Les premiers symptômes se limitèrent à des conversations animées dans les librairies de quartier. Mais très vite, le trouble s’accentua.

  • Phase intrusive. À la Bibliothèque nationale, des témoins affirment l’avoir surpris introduisant en douce ses propres fiches correctives dans les tiroirs des catalogues papier. Ces fiches mentionnaient des formats fantaisistes : in-23 marginalis, in-7 clandestinus.
  • Phase missionnaire. Il entreprit ensuite une correspondance délirante avec divers érudits. À M. Gustave Brunet, il écrivit : « Vous avez oublié le format in-23, honte à votre Dictionnaire. » À un relieur lyonnais, il demanda : « Savez-vous pratiquer la coupe oblique qui mène à l’in-7 ? » Aucun de ces savants ne lui répondit, ce qui ne fit qu’accroître son sentiment de persécution.
  • Phase paranoïde. Aujourd’hui, le patient est persuadé que les bibliothécaires internationaux complotent pour effacer les formats marginaux. Il prétend que l’UNESCO aurait établi une « liste noire » interdisant toute mention de l’in-23.

Diagnostic différentiel

Avant d’affirmer la présence d’une formatomanie, il convient d’éliminer certaines pathologies voisines :

  • La reliuromanie : obsession pour les reliures décalées, qui peut induire des illusions de format.
  • La pagination compulsive : maladie où le patient recompte inlassablement les pages, convaincu que les imprimeurs ont toujours triché.
  • Le délire du pli : cas extrême où l’on défait les cahiers pour vérifier physiquement le nombre de plis.

Aucune de ces pathologies ne suffit à expliquer la fixation sur l’in-23 et l’in-7. Nous sommes bien face à une entité clinique autonome.

Traitement proposé

La section clinique de l’IGLI recommande plusieurs protocoles, adaptés selon le degré de gravité.

  1. Isolement temporaire.
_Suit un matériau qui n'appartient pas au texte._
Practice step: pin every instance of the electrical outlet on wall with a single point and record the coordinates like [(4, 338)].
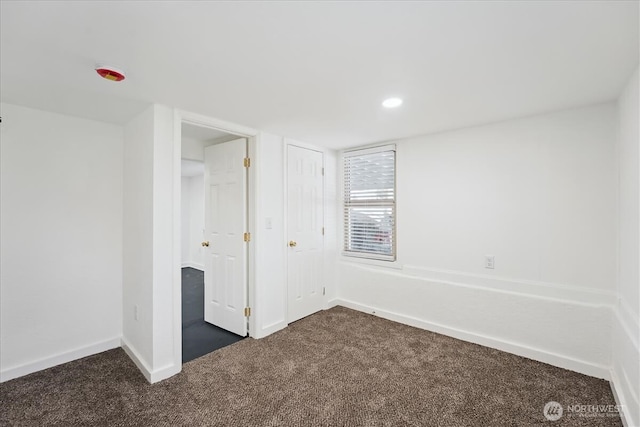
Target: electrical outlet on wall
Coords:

Installer le patient dans une salle de lecture dépourvue de règle, compas et décimètre. Les volumes y sont disposés sans ordre apparent, les formats mélangés. Ce sevrage brutal provoque d’abord des convulsions, puis un calme relatif.
  2. Thérapie d’exposition graduée. Lui présenter des livres dont le relieur a soigneusement rogné les marges de manière irrégulière, si bien que le format exact devient indéterminable. Le patient, confronté à l’inclassable, apprend à tolérer l’incertitude.
  3. Rééducation bibliographique. Cours intensif rappelant que les appellations de format ne sont que conventions approximatives. On lui lit des passages de bibliographes sérieux expliquant que la hauteur d’un in-12 varie de 16 à 18 cm, ce qui ruine son dogme d’exactitude.
  4. Traitement radical. Dans les cas les plus récalcitrants, on confie au patient un volume relié de travers, oscillant entre in-12 et in-13. L’instabilité provoque chez lui d’abord une panique aiguë, puis, paradoxalement, une forme de libération. Certains se mettent à rire, d’autres à pleurer : signe que la guérison est proche.

Pronostic

Le pronostic reste réservé. L’obsession du format a tendance à récidiver, comme les hallucinations d’un malade ayant trop contemplé des tables de concordance typographique.

Il est probable que le patient parvienne à retrouver une vie sociale modérément acceptable, à condition de limiter ses mesures aux étagères domestiques. Mais toute visite de bibliothèque publique représente une rechute quasi certaine.

Nous concluons donc que la formatomanie rare — et particulièrement sa variante in-23/in-7 — doit être considérée comme un trouble chronique, incurable dans l’absolu, mais parfois stabilisable par des soins attentifs.

Note finale

À l’IGLI, nous recommandons de conserver ce dossier comme exemplaire des pathologies dimensionnelles. Car si la bibliophilie est une passion noble, elle peut, mal encadrée, se transformer en démesure — au sens propre du mot.

Dossiers cliniques de l’IGLI, Dossier n°2, cote IGLI-DC-2/193.